Reading "The Art of Statistics" by David Spiegelhalter
Statistics is often seen as a science (e.g., statistical science), but it can also be viewed as an art. Professor David Spiegelhalter’s latest book explains how the art of statistics can enlighten our life with wisdoms and insights.
David Spiegelhalter is an accomplished scientist - statistician. He is Chair of the Winton Centre for Risk Evidence Communication in the Statistical Laboratory at the University of Cambridge. He is Professor of Public Understanding of Risk at Cambridge University. He was elected as President of the Royal Statistical Society (2017-2018), Fellow of the Royal Society in 2005, awarded an OBE in 2006, and knighted in 2014. He is one of the most cited and influential scientists in the field of statistics.
However, don't let his academic background put you off. He is a great teacher of statistics, and a wonderful communicator of risk. His style is fairly conversational, often warm, and sometimes witty. The Art of Statistics is a testament to those traits. Throughout the book, readers will not find any formulae. Introducing a tough topic such as statistics without a single formula is to me a sign of a masterful work.
To many people -- in as well as out of academia -- statistics is a hard topic. Lay people often understand statistics to be only about counts and frequencies. Most people can hardly make sense of proportions, odds, or average, let alone the coefficient of correlation. But they are not alone; generation after generation of university students struggle to understand abstract statistical concepts operationalized by mostly esoteric formulae. I myself used to find statistical texts rather dull, because they are populated with coin flipping and gambling exercises which seem irrelevant, even thoughtless, to the real world of science and society. Spiegelhalter's Art of Statistics is not like those texts; it is -- or promises to be -- a joyful reading.

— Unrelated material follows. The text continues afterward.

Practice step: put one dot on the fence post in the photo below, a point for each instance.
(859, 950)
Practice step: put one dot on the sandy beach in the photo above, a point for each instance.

The book can be seen as a thin veiled introduction to statistics, but it is not necessarily written for university students; it is for lay people and the public at large. Lay people love stories and questions, because they serve as catalysts for productive conversations. And, the book is structured with plenty of interesting stories that surely stimulate thinking in many creative ways. Spiegelhalter starts off with a tragic story about an English doctor named Harold Shipman who had killed at least 215 patients between 1975 and 1998. The Shipman's story includes actual data on age, gender, time and year of death of all victims. A simple listing of those data does not tell us anything. Instead, Spiegelhalter applied some simple statistical graphics to visualize the data, and the result is an insight into the crime: most of Shipman's victims were in their 70s and 80s, and they tended to die in the early afternoon. Of course, the analysis could not tell us why they died at that time, but an official enquiry into the crime revealed that Shipman often visited his patients at home after lunch, when he would inject them with a massive dose of diamorphine he said was to make them more comfortable. The simple analysis enable the data to 'speak'. Through the simple analysis, Spiegelhalter makes the point that "numbers do not speak for themselves, we are responsible for giving them meaning" (page 27). Statistics is a very powerful tool to extract lively information from cold data.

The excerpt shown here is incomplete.